L'acteur prendra pas mal de recul après son expérience passée sur ce film et à côtoyer Kubrick; déçu aussi de constater que cet intérêt et estime mutuelle ne scellera pas une amitié au long cours. C'est le sens qu'il faut y voir -mais pas que, évidemment- dans ses propos lâchés dans un documentaire diffusé en 1996, Stanley Kubrick: Invisible Man.

"Un génie ? Non. Michel-Ange était un génie. John Ford est un génie, sans doute. Je pense que ce qui a empêché Stanley d'être un génie, c'est son manque d'humanité. Brillant ? Oui. Extraordinaire ? Oui, un des plus grands cinéastes. Mais au bout du compte, comment est-il humainement ? Je pense que c'est là que le test n'est pas très bon".

Un constat sévère, qui rejoint aussi les contempteurs du cinéaste, lui reprochant justement sa froideur chirurgicale dans ses oeuvres, et son manque d'humanisme. "Kubrick est une machine, un mutant, un martien. Il n'a aucun sentiment humain. Mais c'est super lorsque la machine se met à filmer d'autres machines, comme dans 2001" lâchait d'ailleurs Jacques Rivette à propos du cinéaste.

"Mon agent a dû appeler la Warner pour qu'ils me payent en secret"

Kubrick, un maître, certes. Mais capable aussi d'un comportement parfois mesquin et d'inélégance. C'est le second sens qu'il faut donner aux considérations de McDowell plus haut. Comme l'anecdote assez sidérante que nous avait raconté l'immense et regretté Douglas Trumbull, à propos de l'unique Oscar décerné à Kubrick pour les effets visuels de 2001 : l'odyssée de l'espace.

Malcolm McDowell nous en avait également raconté une, là aussi sidérante, lorsqu'Orange mécanique avait été présenté dans le cadre de Cannes Classic, en 2011.

"Quand on enregistrait la narration, la voix off, je n'en ai pas trop parlé mais c'était après le tournage, pendant le montage. On parcourait le livre, prélevant des passages pour cette narration. On faisait ça à deux, juste lui et moi.

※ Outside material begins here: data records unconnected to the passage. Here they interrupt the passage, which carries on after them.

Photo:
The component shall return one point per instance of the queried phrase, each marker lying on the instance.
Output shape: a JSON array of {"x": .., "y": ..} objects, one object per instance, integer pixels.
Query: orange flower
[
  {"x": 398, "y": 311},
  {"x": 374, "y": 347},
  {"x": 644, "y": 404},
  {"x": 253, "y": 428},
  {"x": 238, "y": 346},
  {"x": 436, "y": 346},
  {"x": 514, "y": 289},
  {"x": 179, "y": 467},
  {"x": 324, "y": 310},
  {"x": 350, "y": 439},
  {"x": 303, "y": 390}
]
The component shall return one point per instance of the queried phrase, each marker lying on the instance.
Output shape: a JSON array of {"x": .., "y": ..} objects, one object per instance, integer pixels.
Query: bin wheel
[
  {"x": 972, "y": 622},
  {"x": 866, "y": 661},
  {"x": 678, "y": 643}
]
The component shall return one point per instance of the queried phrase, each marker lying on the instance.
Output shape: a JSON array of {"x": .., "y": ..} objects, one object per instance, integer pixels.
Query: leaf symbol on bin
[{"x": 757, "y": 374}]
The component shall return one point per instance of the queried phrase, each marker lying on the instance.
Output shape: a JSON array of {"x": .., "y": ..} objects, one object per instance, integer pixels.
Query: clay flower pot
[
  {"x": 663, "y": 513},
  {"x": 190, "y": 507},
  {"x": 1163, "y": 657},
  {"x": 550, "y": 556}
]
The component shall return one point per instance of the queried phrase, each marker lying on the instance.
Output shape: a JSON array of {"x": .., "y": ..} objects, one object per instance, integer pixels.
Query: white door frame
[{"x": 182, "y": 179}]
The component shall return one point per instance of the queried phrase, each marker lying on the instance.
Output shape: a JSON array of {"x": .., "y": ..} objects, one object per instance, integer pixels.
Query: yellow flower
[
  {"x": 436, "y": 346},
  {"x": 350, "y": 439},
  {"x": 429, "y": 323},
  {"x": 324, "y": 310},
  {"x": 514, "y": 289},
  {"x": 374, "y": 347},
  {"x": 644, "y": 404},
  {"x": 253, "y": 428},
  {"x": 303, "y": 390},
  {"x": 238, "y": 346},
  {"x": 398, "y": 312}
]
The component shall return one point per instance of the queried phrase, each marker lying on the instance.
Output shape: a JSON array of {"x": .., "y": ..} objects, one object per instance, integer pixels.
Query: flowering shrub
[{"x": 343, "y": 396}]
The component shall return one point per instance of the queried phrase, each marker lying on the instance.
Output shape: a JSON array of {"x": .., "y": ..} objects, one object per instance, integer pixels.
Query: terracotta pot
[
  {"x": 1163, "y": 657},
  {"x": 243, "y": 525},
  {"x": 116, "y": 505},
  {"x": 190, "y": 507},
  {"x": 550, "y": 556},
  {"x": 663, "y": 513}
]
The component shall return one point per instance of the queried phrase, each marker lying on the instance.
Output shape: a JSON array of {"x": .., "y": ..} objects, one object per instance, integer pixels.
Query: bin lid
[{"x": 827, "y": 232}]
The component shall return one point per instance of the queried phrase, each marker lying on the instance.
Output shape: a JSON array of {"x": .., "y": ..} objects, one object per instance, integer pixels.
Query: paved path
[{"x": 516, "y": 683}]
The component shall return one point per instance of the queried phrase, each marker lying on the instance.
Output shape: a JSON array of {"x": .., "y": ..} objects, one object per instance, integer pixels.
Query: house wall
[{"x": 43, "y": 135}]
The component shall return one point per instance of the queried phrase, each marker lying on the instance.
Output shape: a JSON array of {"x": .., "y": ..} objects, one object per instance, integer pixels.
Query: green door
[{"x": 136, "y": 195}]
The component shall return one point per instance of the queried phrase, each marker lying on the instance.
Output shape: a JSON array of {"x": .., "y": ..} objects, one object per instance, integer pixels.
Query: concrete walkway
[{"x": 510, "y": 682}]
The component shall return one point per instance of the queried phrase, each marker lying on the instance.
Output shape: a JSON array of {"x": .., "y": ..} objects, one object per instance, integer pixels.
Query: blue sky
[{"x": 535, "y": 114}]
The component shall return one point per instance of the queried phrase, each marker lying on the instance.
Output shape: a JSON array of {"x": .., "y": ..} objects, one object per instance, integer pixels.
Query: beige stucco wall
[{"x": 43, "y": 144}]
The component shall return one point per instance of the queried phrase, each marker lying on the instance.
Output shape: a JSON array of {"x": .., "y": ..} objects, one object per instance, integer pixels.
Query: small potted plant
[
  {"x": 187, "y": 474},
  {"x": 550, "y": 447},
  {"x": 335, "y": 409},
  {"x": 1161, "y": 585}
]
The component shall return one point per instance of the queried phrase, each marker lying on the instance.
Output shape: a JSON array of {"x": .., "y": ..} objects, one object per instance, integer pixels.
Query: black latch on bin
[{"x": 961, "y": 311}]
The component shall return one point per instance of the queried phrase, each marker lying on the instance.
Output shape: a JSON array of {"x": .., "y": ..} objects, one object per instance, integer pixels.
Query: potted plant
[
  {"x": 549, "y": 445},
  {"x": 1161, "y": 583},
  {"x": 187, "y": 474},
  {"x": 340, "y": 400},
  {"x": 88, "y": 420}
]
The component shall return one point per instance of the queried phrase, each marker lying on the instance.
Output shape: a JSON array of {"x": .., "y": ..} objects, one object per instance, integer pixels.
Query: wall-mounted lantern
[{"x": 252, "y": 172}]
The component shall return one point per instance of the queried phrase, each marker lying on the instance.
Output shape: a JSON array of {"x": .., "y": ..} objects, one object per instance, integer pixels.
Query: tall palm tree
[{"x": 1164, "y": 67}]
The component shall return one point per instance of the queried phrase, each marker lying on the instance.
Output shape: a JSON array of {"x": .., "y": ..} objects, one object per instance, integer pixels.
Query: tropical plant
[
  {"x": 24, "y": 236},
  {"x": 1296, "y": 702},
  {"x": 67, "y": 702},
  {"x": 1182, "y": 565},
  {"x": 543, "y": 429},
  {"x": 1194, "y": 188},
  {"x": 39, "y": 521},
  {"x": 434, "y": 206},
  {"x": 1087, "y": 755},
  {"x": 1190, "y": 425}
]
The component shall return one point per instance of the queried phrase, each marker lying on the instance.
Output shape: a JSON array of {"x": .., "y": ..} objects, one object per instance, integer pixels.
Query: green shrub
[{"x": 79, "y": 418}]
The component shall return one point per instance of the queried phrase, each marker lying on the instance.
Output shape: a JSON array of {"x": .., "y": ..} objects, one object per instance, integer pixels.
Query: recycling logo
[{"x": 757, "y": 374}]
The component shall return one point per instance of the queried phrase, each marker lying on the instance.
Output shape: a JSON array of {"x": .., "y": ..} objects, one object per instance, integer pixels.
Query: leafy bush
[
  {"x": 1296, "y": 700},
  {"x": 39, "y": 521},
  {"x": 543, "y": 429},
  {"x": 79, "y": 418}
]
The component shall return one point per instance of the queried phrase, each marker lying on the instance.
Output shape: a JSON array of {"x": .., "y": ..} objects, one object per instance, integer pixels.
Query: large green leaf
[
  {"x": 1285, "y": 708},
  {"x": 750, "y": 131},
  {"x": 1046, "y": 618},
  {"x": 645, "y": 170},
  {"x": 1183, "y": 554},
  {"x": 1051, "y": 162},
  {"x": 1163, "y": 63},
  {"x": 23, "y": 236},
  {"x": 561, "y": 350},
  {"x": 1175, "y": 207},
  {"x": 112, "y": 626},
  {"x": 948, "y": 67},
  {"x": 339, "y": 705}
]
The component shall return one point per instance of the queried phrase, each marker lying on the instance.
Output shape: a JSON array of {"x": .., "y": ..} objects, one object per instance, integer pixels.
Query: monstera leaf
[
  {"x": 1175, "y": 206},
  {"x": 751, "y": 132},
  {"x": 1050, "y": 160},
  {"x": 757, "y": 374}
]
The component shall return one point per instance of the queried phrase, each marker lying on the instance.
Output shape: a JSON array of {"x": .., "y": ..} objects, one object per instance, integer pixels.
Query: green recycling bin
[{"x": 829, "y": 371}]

Puis on jouait au ping-pong. [...]

Et puis quelques mois plus tard, lors d'un déjeuner avec mon agent, ce dernier me dit : "au fait Malcolm, vas-tu voir Kubrick bientôt ?" Je lui répond : "oui bien sûr, je vais dîner chez lui ce soir" - "Hé bien dis-lui qu'il ne t'a jamais payé pour la narration" - "Vraiment ? Ca a pourtant duré 15 jours" dis-je.

Donc le soir je vais dîner chez lui, et avant de partir je glisse à Stanley : "au fait, mon agent me dit que tu ne m'as jamais payé pour la narration". Et là, je vous jure que c'est vrai, il me regarde, il sort une règle à calcul de sa poche, il la regarde, et me lâche : "je vais te payer une semaine". Et moi : "Une semaine ? Mais on a travaillé deux semaines !" Il m'a répondu : "oui, mais l'autre semaine c'était du ping-pong !" Ce fils de pute ne m'a pas payé ! Mon agent a dû appeler la Warner pour qu'ils me payent en secret".

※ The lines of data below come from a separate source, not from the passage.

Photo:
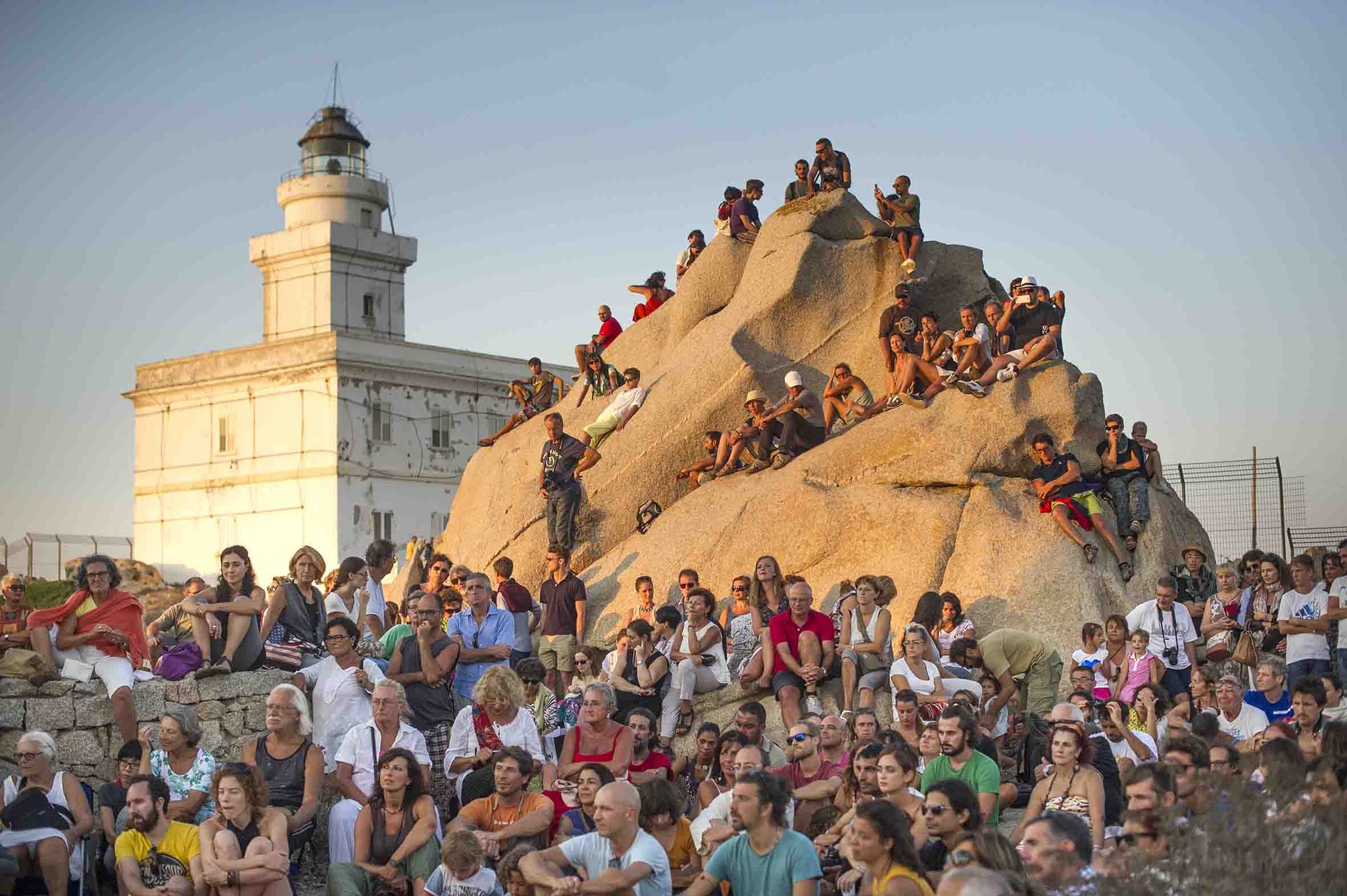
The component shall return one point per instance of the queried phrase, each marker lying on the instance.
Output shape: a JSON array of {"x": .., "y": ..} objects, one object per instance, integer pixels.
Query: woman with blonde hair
[
  {"x": 497, "y": 717},
  {"x": 295, "y": 615}
]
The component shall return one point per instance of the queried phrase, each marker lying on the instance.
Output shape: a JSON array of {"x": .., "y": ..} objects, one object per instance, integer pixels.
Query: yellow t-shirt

De quoi donner, in fine, un éclairage bienvenue et une toile de fond supplémentaire, lorsqu'on lit les propos de McDowell rapporté dans l'article du Guardian de 2019...

"J'avais demandé 100 000 dollars et 2,5 % des recettes au box-office, ce que j'avais touché pour mon film précédent. Stanley m'a dit que Warner avait refusé les 2,5 %. Mais quand j'ai été invité à rencontrer les dirigeants du studio, ils ont dit : "Vous allez être un jeune homme très riche avec les 2,5 % que nous avons donnés à Stanley pour vous". Je savais qu'il ne me paierait jamais. C'était une façon terrible de me traiter après tout ce que j'avais donné de moi-même, mais je m'en suis remis".